Implementing real-time video processing functions in software is a challenging task. In this article we explore the particularly difficult challenges presented by video compression algorithms. Although we focus on video compression algorithms, the ideas and techniques in this article also apply to other types of video processing software.
What’s Unique about Video Software?
Software development for video applications presents many of the same challenges as those found in other embedded signal processing applications. High computational demands coupled with a need to keep costs low in consumer products often mean that aggressive software optimization is required. Non-deterministic timing of processor features such as caches can make it difficult to guarantee that software will meet strict real-time constraints. Developing efficient implementations of signal processing algorithms on today’s complex processors requires in-depth understanding of both the algorithms and the processor architecture, so engineers often face a tough learning curve when working with new algorithms or processors.

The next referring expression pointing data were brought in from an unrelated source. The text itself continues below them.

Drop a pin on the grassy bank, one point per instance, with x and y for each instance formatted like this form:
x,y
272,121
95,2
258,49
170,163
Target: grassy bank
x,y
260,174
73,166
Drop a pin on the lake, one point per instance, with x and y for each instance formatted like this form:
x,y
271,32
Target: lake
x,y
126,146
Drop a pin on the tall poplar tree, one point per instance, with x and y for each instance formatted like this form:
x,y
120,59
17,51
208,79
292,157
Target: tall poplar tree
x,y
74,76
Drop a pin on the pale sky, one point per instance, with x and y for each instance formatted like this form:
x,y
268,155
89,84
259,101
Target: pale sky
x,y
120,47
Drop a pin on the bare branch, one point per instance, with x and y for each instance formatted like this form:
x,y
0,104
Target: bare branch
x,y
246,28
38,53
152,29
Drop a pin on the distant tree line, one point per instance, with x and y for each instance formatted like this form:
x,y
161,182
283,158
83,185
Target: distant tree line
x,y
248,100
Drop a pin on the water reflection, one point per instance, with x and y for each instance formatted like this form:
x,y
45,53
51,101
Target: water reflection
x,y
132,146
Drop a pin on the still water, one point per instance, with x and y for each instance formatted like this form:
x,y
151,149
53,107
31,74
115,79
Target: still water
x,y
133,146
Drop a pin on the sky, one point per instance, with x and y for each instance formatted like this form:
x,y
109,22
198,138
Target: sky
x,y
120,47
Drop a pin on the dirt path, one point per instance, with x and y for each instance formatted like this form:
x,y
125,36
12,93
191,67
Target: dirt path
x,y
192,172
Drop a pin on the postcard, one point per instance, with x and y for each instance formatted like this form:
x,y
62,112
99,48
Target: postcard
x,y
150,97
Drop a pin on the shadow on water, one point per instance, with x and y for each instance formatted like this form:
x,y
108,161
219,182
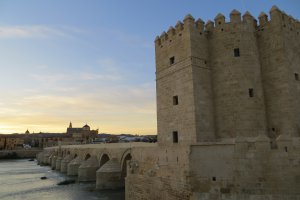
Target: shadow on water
x,y
21,179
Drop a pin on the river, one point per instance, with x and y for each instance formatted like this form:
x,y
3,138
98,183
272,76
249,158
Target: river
x,y
21,179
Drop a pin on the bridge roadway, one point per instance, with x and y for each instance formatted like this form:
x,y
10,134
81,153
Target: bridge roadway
x,y
104,163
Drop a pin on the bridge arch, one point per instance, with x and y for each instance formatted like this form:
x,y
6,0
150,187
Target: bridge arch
x,y
126,157
104,158
87,156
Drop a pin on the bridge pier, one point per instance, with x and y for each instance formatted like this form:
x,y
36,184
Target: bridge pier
x,y
73,166
109,175
53,162
64,163
88,168
58,163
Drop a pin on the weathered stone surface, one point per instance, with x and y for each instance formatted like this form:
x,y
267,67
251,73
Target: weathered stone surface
x,y
109,175
73,166
64,163
87,169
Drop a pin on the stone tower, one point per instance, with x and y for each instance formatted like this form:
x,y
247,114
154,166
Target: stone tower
x,y
223,80
279,48
184,92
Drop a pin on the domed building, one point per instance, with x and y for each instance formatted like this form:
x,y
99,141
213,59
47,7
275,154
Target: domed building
x,y
82,135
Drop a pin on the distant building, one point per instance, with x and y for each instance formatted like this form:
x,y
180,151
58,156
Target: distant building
x,y
82,135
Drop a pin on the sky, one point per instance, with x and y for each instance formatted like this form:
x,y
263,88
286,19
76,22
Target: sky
x,y
92,61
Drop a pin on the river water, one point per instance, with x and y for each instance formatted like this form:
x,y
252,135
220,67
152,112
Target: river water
x,y
20,179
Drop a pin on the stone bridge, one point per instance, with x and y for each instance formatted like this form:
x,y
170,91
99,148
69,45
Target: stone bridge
x,y
104,163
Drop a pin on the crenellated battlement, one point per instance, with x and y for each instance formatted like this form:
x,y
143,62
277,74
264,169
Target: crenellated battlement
x,y
276,17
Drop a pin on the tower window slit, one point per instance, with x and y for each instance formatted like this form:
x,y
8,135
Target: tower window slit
x,y
175,137
251,93
296,77
236,52
175,100
172,60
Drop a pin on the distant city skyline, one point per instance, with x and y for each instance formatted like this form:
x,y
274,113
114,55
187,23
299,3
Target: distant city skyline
x,y
91,61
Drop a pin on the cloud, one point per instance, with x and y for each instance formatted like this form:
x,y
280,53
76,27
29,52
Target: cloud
x,y
38,31
29,32
114,109
129,39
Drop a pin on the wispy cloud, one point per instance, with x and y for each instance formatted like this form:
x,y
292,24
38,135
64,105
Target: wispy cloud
x,y
38,31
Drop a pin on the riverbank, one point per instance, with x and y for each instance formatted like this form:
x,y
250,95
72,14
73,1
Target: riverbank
x,y
19,154
21,179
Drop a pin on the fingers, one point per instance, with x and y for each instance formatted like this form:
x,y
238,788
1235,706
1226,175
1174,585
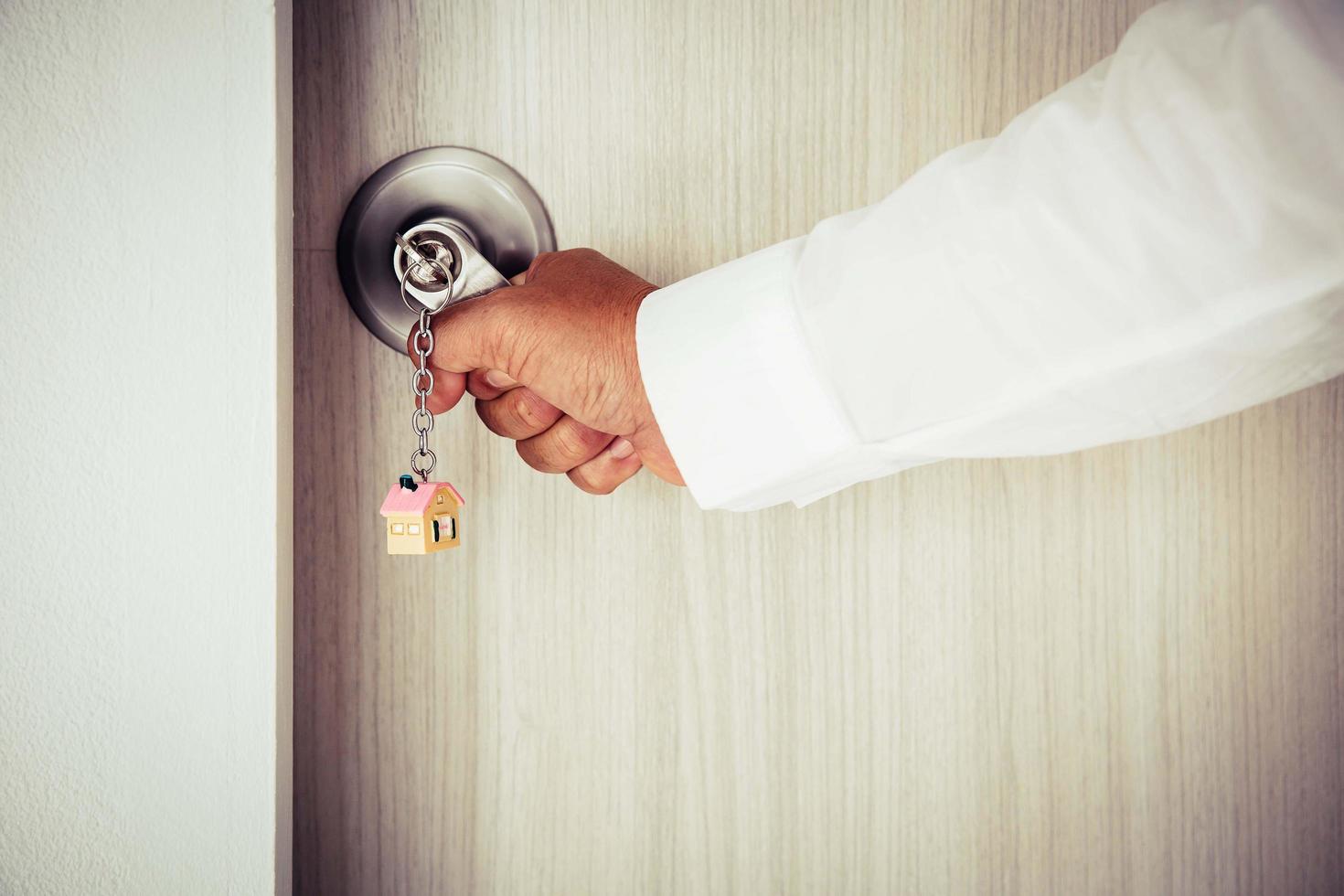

But video applications compound these challenges. For example, requirements for large amounts of memory and high memory bandwidth in video applications often present additional optimization constraints and software development challenges. And video applications and algorithms tend to be particularly complex.
Video Product Software Anatomy
Figure 1 illustrates the anatomy of software in a typical video product. A real-time operating system schedules application tasks, manages I/O device drivers, and maintains file systems on the mass storage devices. A player/recorder application interprets user commands and manages signal processing modules such as audio and video encoders and decoders, image scaling, color conversion, and audio equalization.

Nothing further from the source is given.